Засим Александр сидел в своем любимом, уютнейшем кресле и маленькими эстетскими глоточками цедил принесенное им же «бордо» урожая позапрошлого года. (Конечно, Турецкий предпочел бы нормальную, родимую рюмку водки, но чего не сделаешь, чтоб произвести впечатление на собственную жену!) В тяжелых серебряных канделябрах оплывали свечи… и почему в женском сознании занятия любовью обязательно запараллелены со свечами? А откуда это у нас этакие белогвардейские канделябры? Но неважно, неважно, пусть! Красиво все-таки.
Итак, Александр Борисович утопал в мягчайшем плюше и чувствовал себя удивительно спокойно, комфортно… Можно не волноваться, а расслабиться и плыть, плыть по этим мягким волнам.
В гостиную вошла Ирина, одетая в шелковый черный пеньюар, ее красивые глаза блестели ярче обычного – совсем как в молодости. Он еще успел сверкнуть глазами ей в ответ, а чуткие уши следователя в ту же секунду уже уловили эту музыку… Эту ненавистную музыку, доносившуюся из кармана его пиджака.
Как там было в известном анекдоте? «Моцарт и Бах – не лохи, братан, а чисто конкретные пацаны, которые пишут музыку к нашим мобилам!» Турецкий не особо увлекался техникой и «игрушками», но его аппарат – с тех пор как попался под горячую шаловливую руку шутникам из его же команды – исполнял исключительно «Турецкий марш» Моцарта. Результатом явилась та хрипучая ненависть, которую внушало теперь юристу это известное рондо гениального австрийского композитора.
Эта ненавистная, ненавистная, ненавистная музыка… может, не снимать? Ну имею я право, в конце концов?! Э-хе-хе… Нет, друг ситный Александр Борисыч, не имеешь ты права! И сам прекрасно это знаешь. Вот так-то, дружок. Так будь же проклят тот день, когда…
– Алло!
– Здравствуй, Александр Борисович. Извини, что помешал, но…

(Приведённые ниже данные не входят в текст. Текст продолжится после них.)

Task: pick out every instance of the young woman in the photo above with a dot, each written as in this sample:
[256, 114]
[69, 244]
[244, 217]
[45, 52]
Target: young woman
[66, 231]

Так-с. Александр Борисович, – значит, не Саша. А следовательно, старый друг Костя Меркулов, заместитель генпрокурора России, звонит не на шашлыки его пригласить.
– Здравствуй, Константин Дмитриевич.
– …но дело срочное. Очень срочное.
– Что случилось?!
– Убийство. Не по телефону. Я понимаю, Саша, все понимаю. Но ты меня знаешь не первый день, я панику разводить просто так не буду.
– Когда?
– Когда ты сможешь быть у меня?
– Через час нормально?
– Жду.
Турецкий нажал отбой с видом человека, осознавшего вдруг, что жизнь его не удалась. Впрочем, уже через секунду выражение его лица изменилось. Проснулось профессиональное любопытство, инстинкт охотника. Он стремительно собрался, не отказав себе, впрочем, в последнем глотке «бордо» – «на посошок», – поцеловал жену и был таков.